Nonostante crediamo di sapere molte cose sulla nostra mente, nonostante ci siano tanti esperti in grado di aiutarci - o che millantano di aiutarci - in fondo non ne sappiamo poi tanto e non è affatto facile controllare il dolore e la rabbia. Poi viviamo in un mondo che non ci aiuta, perché ogni giorno ci vengono chieste prestazioni spesso superiori alle nostre forze. E' un mondo in cui dobbiamo essere sempre connessi, in cui dobbiamo sempre saper dire la parola giusta al momento giusto, in cui dobbiamo sempre fare la cosa giusta al momento giusto, in cui dobbiamo essere fisicamente perfetti, sempre belli, magri, sportivi, in cui dobbiamo essere sempre giovani e sani. Siccome sono cose impossibili, siamo sottoposti di continuo a una tensione che credo porti ad acuire la nostra rabbia, o che almeno non favorisca affatto la nostra capacità di tenerla sotto controllo. Nuotiamo controcorrente, anche quando abbiamo ancora la forza e la volontà di farlo.
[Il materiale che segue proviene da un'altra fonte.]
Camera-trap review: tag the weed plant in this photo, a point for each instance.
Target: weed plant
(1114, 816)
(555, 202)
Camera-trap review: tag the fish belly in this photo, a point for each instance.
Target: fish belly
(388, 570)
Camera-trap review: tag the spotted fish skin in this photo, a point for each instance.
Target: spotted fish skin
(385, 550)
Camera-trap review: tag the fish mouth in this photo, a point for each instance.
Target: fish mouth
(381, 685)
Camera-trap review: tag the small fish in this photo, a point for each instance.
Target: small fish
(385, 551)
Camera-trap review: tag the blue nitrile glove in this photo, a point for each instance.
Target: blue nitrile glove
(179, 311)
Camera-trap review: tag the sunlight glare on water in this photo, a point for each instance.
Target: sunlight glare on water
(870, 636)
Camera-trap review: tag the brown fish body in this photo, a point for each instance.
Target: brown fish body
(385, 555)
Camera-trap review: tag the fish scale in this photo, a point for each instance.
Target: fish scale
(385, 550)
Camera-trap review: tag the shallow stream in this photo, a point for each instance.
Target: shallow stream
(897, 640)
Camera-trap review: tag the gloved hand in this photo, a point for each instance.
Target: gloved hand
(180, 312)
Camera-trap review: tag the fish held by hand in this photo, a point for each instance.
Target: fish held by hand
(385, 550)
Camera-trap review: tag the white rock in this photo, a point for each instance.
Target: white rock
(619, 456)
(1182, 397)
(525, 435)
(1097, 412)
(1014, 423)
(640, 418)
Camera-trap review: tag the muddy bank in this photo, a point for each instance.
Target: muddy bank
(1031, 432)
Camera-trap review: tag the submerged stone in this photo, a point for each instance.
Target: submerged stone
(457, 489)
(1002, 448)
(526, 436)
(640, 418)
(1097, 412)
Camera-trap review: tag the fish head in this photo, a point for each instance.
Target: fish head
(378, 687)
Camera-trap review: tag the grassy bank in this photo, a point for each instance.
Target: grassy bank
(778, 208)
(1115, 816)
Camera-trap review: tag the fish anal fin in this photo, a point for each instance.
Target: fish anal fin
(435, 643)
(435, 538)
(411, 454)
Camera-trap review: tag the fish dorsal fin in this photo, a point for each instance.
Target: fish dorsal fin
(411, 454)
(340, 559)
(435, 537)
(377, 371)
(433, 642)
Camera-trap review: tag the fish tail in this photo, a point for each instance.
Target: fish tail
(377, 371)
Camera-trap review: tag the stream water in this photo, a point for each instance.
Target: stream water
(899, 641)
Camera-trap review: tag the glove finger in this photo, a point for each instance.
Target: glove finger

Viviamo in un mondo che ci rende più deboli proprio quando ci illude che siamo forti.
E qualcuno non ce la fa. Chi non c'è la fa è colpevole? Certo per la legge è colpevole; ed è giusto che sia così. Fabio deve scontare la sua pena, anche se quasi sicuramente non gli servirà a nulla, perché la nostra società al massimo punisce - quando ci riesce - ma non rende più forti, non aiuta a capire perché chi ha sbagliato lo ha fatto. Chi non ce la fa è colpevole soprattutto per se stesso, e la sua pena più pesante sarà portarsi dietro questa inadeguatezza. E' una pena da cui si può finire per essere schiacciati, in un esito autodistruttivo: spero non sia così per Fabio, ma ha già dimostrato di essere molto debole. Molto più debole della sua rabbia. E anche noi, ogni giorno, condividiamo questa debolezza. E, come Sisifo, portiamo un masso enorme, con grande fatica lo trasciniamo fino alla cima del mondo, ma proprio quando siamo arrivati rotola a terra e ricomincia la fatica. Ma questo non è un supplizio che dovremo patire in un'altra vita, che non ci sarà, ma in questa vita.
Come dice Lucrezio:
qui infine s'avvera per gli stolti la vita dell'inferno.